I'm trying to learn Python in parallel with the Tesseract API. My end goal is to learn how to use the Tesseract API to be able to read a document and do some basic error checking. I've found a few examples that seem to be good places to start, but I'm having trouble understanding the difference between two pieces of code that, while different in behavior, seem to me like they should be equivalent. These were both modified slightly from https://pypi.python.org/pypi/tesserocr .
The first example produces this output:
$ time ./GetComponentImagesExample2.py|tail -2
symbol MISSISSIPPI,conf: 88.3686599731
real 0m14.227s
user 0m13.534s
sys 0m0.397s
This is accurate and completes in 14 seconds. Reviewing the rest of the output, it is pretty good -- I'm probably a few SetVariable commands away from 99+% accuracy.
$ ./GetComponentImagesExample2.py|wc -l
1289
Manually reviewing the results, it appears to get all the text.
#!/usr/bin/python
from PIL import Image
Image.MAX_IMAGE_PIXELS=1000000000
from tesserocr import PyTessBaseAPI, RIL, iterate_level
image = Image.open('/Users/chrysrobyn/tess-install/tesseract/scan_2_new.tif')
with PyTessBaseAPI() as api:
api.SetImage(image)
api.Recognize()
api.SetVariable("save_blob_choices","T")
ri=api.GetIterator()
level=RIL.WORD
boxes = api.GetComponentImages(RIL.WORD, True)

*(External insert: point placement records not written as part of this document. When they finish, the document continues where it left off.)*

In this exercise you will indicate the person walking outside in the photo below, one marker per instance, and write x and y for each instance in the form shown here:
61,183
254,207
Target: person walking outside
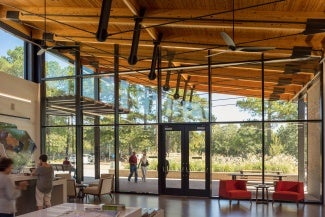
144,163
9,192
133,160
44,185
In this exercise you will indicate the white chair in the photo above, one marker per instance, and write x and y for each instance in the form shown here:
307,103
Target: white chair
104,187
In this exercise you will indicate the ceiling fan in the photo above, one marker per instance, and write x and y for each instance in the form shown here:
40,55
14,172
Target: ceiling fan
232,46
44,47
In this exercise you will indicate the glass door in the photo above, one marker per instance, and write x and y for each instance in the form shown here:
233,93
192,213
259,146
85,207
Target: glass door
184,165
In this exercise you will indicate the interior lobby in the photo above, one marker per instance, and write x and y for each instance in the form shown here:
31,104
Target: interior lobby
209,93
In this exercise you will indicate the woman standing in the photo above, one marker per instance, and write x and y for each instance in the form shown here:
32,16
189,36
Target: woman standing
8,191
144,163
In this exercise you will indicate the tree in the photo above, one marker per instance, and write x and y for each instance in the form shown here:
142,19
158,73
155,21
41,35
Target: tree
273,110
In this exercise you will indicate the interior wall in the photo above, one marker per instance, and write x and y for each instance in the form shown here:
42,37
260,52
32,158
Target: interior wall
25,115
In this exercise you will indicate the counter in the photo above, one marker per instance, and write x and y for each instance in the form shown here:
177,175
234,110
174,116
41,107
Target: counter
26,202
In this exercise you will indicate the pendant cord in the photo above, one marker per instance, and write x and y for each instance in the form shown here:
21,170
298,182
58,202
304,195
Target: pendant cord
233,20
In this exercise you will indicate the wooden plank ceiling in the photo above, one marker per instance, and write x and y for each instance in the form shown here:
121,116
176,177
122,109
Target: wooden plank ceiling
188,31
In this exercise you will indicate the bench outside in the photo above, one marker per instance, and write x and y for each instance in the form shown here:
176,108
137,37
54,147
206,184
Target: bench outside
255,176
63,167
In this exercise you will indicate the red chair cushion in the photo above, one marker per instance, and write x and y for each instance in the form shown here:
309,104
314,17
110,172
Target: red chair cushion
287,196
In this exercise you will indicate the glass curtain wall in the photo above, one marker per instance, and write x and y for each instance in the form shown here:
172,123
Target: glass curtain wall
138,133
279,138
60,130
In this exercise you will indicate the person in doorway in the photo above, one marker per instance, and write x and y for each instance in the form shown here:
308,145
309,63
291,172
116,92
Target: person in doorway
144,164
66,161
2,151
9,192
166,166
133,161
43,190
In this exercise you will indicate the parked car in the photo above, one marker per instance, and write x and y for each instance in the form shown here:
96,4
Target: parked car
87,159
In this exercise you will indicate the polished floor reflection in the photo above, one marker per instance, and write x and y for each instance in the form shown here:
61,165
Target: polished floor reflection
206,207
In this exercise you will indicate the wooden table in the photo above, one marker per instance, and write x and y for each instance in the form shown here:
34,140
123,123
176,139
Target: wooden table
80,193
247,175
265,191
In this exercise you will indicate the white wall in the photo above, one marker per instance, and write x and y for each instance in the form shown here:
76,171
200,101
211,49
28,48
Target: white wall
27,113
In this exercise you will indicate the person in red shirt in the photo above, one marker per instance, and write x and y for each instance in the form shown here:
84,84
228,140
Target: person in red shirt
133,160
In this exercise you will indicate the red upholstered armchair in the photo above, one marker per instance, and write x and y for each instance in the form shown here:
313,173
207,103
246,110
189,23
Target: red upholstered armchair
288,191
234,190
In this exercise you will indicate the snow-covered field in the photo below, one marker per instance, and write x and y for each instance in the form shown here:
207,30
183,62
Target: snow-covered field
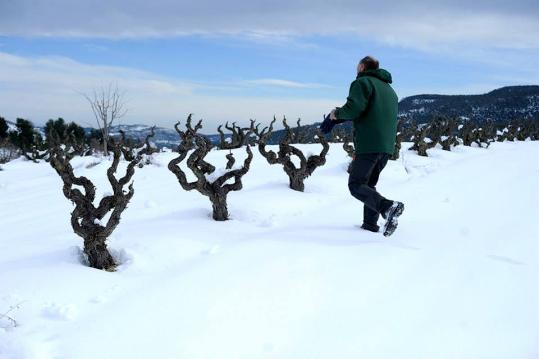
291,275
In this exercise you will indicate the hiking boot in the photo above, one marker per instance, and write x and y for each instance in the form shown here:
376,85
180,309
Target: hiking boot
391,215
370,227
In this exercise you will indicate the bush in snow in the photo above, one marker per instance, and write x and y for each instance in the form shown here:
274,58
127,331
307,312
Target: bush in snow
420,142
296,175
238,138
86,218
29,141
209,182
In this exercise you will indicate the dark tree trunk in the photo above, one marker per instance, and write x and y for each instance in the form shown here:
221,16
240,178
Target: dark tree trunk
98,254
220,211
296,183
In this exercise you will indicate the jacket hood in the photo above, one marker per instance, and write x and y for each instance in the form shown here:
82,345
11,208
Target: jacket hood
380,74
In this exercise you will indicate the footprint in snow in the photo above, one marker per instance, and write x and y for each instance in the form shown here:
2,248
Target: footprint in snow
60,312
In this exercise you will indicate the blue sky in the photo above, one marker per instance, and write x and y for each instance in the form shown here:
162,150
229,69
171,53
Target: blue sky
239,62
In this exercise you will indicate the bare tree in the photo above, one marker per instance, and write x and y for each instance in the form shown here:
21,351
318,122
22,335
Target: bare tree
108,106
238,138
296,175
216,189
86,217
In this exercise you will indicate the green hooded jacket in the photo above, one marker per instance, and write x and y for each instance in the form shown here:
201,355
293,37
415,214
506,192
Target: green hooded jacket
372,104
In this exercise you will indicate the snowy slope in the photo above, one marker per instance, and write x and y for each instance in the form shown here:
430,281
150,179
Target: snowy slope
291,275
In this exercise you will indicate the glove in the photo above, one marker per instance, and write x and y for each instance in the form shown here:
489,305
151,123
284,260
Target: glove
328,124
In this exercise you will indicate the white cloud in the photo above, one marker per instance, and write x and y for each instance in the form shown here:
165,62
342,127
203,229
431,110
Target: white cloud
418,24
43,88
284,83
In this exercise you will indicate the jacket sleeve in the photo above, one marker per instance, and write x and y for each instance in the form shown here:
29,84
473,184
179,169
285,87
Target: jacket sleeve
357,101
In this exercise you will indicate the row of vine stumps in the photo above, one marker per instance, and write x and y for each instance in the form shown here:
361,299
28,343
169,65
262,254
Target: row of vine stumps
86,218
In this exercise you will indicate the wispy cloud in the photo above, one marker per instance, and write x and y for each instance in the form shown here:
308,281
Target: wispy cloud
285,83
440,23
49,87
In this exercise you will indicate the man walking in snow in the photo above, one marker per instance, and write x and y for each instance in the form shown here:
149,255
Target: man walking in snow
372,106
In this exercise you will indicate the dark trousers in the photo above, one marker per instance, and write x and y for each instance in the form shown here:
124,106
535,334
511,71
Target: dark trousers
364,174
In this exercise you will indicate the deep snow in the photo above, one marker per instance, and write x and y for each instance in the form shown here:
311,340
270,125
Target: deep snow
290,275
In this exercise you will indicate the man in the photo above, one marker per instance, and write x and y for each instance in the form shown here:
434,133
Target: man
372,106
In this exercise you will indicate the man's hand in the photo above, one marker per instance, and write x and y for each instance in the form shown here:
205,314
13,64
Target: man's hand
332,116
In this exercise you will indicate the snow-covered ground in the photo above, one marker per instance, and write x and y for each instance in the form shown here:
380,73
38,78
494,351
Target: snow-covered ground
291,275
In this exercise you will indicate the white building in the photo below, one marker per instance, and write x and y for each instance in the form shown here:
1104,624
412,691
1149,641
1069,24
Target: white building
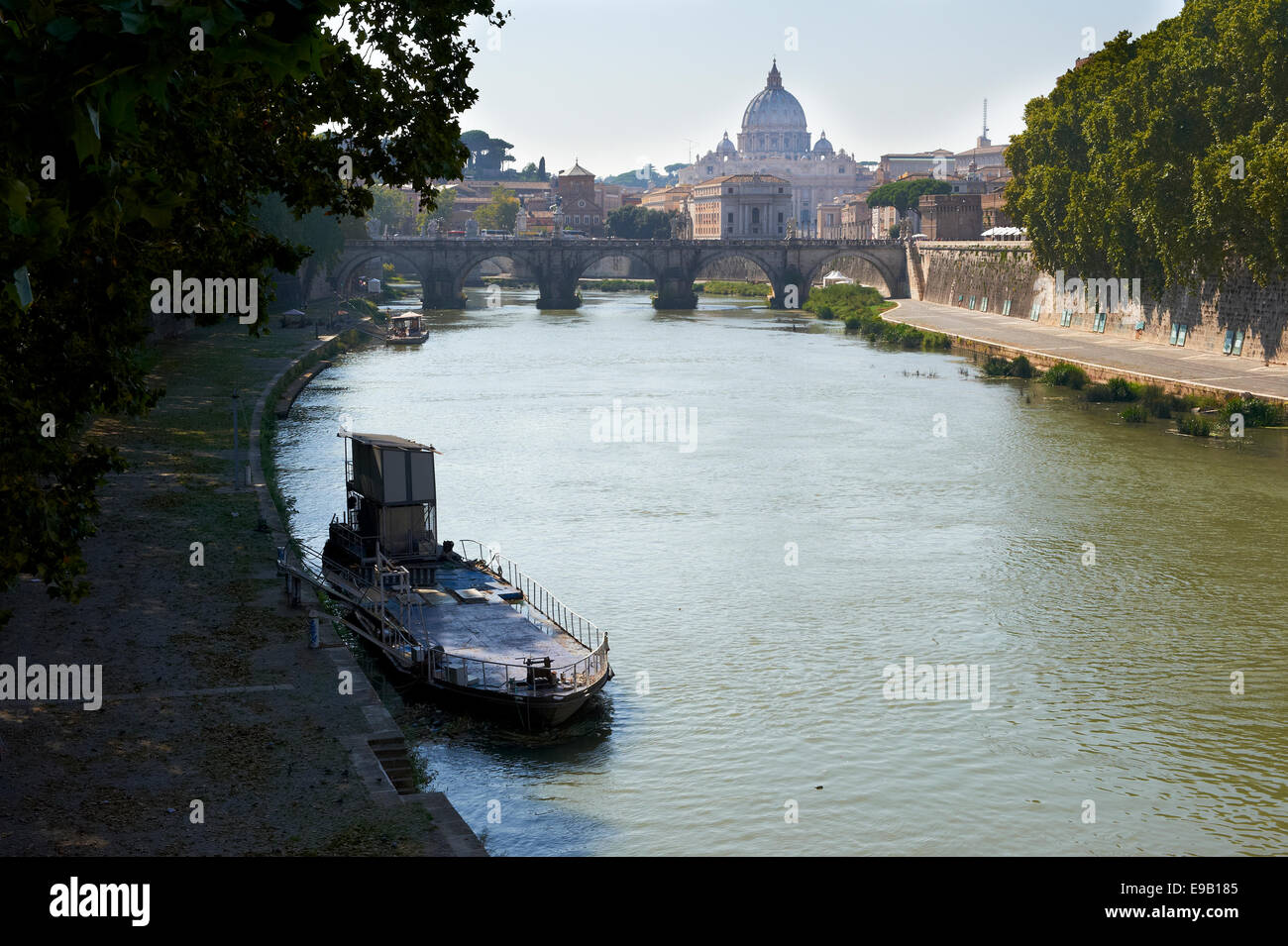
774,141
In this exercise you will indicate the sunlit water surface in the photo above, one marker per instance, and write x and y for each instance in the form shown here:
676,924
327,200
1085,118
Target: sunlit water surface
747,683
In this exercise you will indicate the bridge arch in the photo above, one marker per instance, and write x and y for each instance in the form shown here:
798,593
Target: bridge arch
769,263
584,261
355,258
892,283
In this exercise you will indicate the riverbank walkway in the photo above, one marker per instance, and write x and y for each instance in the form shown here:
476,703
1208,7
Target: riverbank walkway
220,731
1168,365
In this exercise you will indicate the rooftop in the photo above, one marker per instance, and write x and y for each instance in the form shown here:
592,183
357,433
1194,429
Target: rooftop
387,442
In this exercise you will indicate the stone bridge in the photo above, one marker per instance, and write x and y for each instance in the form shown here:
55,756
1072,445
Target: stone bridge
445,263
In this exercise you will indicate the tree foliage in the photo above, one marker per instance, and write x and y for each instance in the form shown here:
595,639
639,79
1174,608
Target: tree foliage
498,213
393,207
1131,164
138,138
639,223
903,194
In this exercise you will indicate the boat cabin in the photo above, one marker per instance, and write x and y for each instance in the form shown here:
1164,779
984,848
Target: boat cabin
391,510
404,327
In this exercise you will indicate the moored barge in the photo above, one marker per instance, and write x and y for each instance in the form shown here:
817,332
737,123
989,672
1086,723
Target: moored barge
454,615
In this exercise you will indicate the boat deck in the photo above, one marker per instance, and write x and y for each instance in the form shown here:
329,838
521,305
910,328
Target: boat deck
467,615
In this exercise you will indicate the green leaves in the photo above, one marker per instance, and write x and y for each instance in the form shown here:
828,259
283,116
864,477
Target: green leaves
1125,167
156,154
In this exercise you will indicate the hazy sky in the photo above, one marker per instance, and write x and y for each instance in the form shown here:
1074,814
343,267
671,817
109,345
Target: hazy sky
616,84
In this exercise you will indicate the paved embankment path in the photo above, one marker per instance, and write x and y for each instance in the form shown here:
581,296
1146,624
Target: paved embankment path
1177,366
211,692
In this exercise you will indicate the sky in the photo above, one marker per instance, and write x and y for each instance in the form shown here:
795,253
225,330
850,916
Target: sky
616,85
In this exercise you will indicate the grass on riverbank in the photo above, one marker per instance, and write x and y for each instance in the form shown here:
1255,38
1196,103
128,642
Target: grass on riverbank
1146,400
861,306
271,766
743,289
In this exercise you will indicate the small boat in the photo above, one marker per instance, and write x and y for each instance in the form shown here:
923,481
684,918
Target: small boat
406,330
455,617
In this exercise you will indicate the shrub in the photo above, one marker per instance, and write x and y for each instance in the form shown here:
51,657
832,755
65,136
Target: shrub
996,366
1134,413
1021,367
1256,412
1122,389
1064,374
1157,402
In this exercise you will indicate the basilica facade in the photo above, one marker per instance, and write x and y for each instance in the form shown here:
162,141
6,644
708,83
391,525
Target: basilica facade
774,142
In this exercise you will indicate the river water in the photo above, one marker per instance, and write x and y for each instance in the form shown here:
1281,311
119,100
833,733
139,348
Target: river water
831,511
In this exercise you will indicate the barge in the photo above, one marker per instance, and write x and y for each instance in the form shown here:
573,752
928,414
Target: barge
455,617
406,330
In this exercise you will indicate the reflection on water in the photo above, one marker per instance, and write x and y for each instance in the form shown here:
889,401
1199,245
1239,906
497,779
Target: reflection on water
746,683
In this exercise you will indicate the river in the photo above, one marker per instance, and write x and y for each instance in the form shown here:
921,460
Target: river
832,511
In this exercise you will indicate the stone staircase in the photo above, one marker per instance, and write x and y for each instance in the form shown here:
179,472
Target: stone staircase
391,755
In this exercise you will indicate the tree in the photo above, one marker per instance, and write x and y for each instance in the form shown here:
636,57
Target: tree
487,155
393,207
141,139
498,213
1164,158
443,201
905,194
639,223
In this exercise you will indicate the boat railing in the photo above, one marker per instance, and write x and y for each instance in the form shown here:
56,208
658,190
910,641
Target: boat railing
535,594
359,591
492,675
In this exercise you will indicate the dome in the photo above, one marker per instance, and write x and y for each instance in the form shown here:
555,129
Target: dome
773,108
774,123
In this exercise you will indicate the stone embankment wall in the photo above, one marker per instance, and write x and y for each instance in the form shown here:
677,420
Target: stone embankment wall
1003,273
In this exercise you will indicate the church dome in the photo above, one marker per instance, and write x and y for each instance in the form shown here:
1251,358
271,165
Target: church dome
773,123
773,107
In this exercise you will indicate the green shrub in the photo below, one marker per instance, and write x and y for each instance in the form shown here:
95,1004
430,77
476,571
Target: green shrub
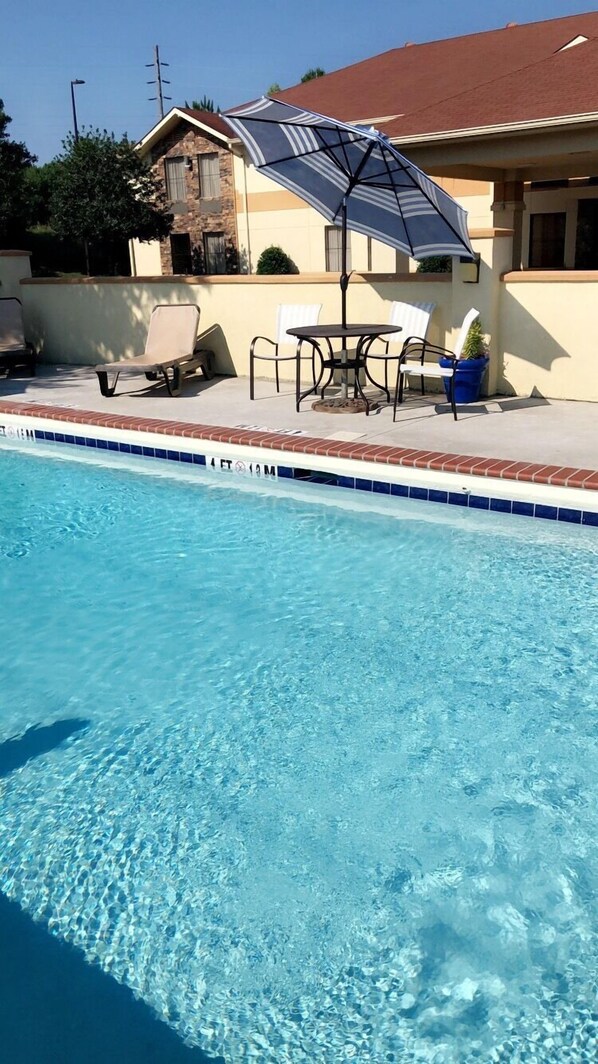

print 'Found {} textline image components.'.format(len(boxes))
for r in iterate_level(ri, level):
symbol = r.GetUTF8Text(level)
conf = r.Confidence(level)
if symbol:
print u'symbol {},conf: {}\n'.format(symbol,conf).encode('utf-8')
The second example produces this output.
$ time ./GetComponentImagesExample4.py|tail -4
symbol MISSISS IPPI
,conf: 85
real 0m17.524s
user 0m16.600s
sys 0m0.427s
This is less accurate (extra space detected in a word) and slower (takes 17.5 seconds).
$ ./GetComponentImagesExample4.py|wc -l
223
This is sorely lacking a large amount of text and I don't understand why it misses some stuff.
#!/usr/bin/python
from PIL import Image
Image.MAX_IMAGE_PIXELS=1000000000
from tesserocr import PyTessBaseAPI, RIL
image = Image.open('/Users/chrysrobyn/tess-install/tesseract/scan_2_new.tif')
with PyTessBaseAPI() as api:
api.SetImage(image)
api.Recognize()
api.SetVariable("save_blob_choices","T")
boxes = api.GetComponentImages(RIL.WORD, True)
print 'Found {} textword image components.'.format(len(boxes))
for i, (im, box, _, _) in enumerate(boxes):
api.SetRectangle(box['x'], box['y'], box['w'], box['h'])
ocrResult = api.GetUTF8Text()
conf = api.MeanTextConf()
if ocrResult:
print u'symbol {},conf: {}\n'.format(ocrResult,conf).encode('utf-8')
# print (u"Box[{0}]: x={x}, y={y}, w={w}, h={h}, "
# "confidence: {1}, text: {2}").format(i, conf, ocrResult, **box).encode('utf-8')
My end goal relies on understanding where text is found in the document, so I need the bounding boxes like the second example. As near as I can tell, the iterate_level doesn't expose the coordinates of the found text, so I need the GetComponentImages... but the output is not equivalent.
Why do these pieces of code behave differently in speed and accuracy? Can I get GetComponentImages to match GetIterator?
I think the function r.BoundingBoxInternal(level) will give the bounding box of the detected word.